Thatcher’s Children, un projet à long terme du photographe Craig Easton, examine la nature intergénérationnelle de la pauvreté vécue par trois générations de la famille Williams dans le nord de l’Angleterre. Le passage du temps montré dans le livre montre comment la privation est liée aux échecs de la politique sociale des gouvernements successifs.
Thatcher’s Children est né d’une série créée en 1992 et mettant l’accent sur deux parents et six enfants vivant dans une auberge pour familles sans abri à Blackpool, en Angleterre. Le projet a été réalisé en réponse à un discours de Peter Lilley, alors secrétaire d’État à la Sécurité sociale, dans lequel il a annoncé sa détermination à « fermer le quelque chose. »Le journal Libération envoya un journaliste dans le nord de l’Angleterre pour découvrir à quoi ressemblait cette société, et Craig Easton fut chargé de prendre les photographies qui l’accompagnaient. Ses images monochromes de l’appartement surpeuplé de deux chambres du conseil à Blackpool ont suscité une réaction tant du public que de la presse. Ses images associent des visages humains et des réalités nuancées à un groupe de personnes que les politiciens et les médias dénigrent avec désinvolture en les qualifiant de « sous-classes de brigands ».

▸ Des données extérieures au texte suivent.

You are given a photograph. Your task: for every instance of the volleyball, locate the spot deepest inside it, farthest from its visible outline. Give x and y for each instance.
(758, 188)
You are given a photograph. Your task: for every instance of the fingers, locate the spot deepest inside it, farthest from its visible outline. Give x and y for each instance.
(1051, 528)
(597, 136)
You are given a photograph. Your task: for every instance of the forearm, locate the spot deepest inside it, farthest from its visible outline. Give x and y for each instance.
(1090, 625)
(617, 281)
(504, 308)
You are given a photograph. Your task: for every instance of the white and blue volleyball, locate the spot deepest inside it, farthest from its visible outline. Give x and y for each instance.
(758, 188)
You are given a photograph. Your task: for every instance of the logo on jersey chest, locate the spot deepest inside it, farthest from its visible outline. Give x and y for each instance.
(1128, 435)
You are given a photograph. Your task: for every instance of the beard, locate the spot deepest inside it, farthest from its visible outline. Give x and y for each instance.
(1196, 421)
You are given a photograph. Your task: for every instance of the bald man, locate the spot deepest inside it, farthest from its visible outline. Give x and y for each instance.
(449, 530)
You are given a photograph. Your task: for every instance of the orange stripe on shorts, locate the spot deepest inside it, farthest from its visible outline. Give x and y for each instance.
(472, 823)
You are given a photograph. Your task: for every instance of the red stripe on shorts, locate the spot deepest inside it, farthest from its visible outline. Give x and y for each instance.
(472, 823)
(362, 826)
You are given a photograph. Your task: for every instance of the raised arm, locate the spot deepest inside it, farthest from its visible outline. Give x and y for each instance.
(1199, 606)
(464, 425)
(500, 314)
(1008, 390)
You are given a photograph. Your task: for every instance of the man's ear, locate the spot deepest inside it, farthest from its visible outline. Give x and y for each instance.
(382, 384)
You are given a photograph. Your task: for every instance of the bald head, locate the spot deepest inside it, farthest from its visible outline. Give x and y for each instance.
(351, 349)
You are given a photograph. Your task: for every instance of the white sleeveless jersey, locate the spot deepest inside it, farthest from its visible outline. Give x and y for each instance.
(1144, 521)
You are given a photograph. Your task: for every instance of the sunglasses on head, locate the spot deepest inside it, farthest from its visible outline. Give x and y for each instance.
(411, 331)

Des décennies plus tard, Easton revint sur le projet et essaya de trouver la famille avec la simple intention de partager ses images originales et de remplir les années qui suivirent. Quand il les a trouvés, leurs situations actuelles ont porté des échos du passé. Les deux générations ont été touchées par l’insécurité du logement et la dépendance à un système de protection sociale labyrinthique qui a conduit à une nature précaire de l’existence. La différence essentielle est que, dans les années 1990, c’est le chômage qui a causé des difficultés, alors qu’aujourd’hui, dans les années 2020, la plupart des membres de la famille travaillent et sont encore confrontés à des difficultés financières similaires.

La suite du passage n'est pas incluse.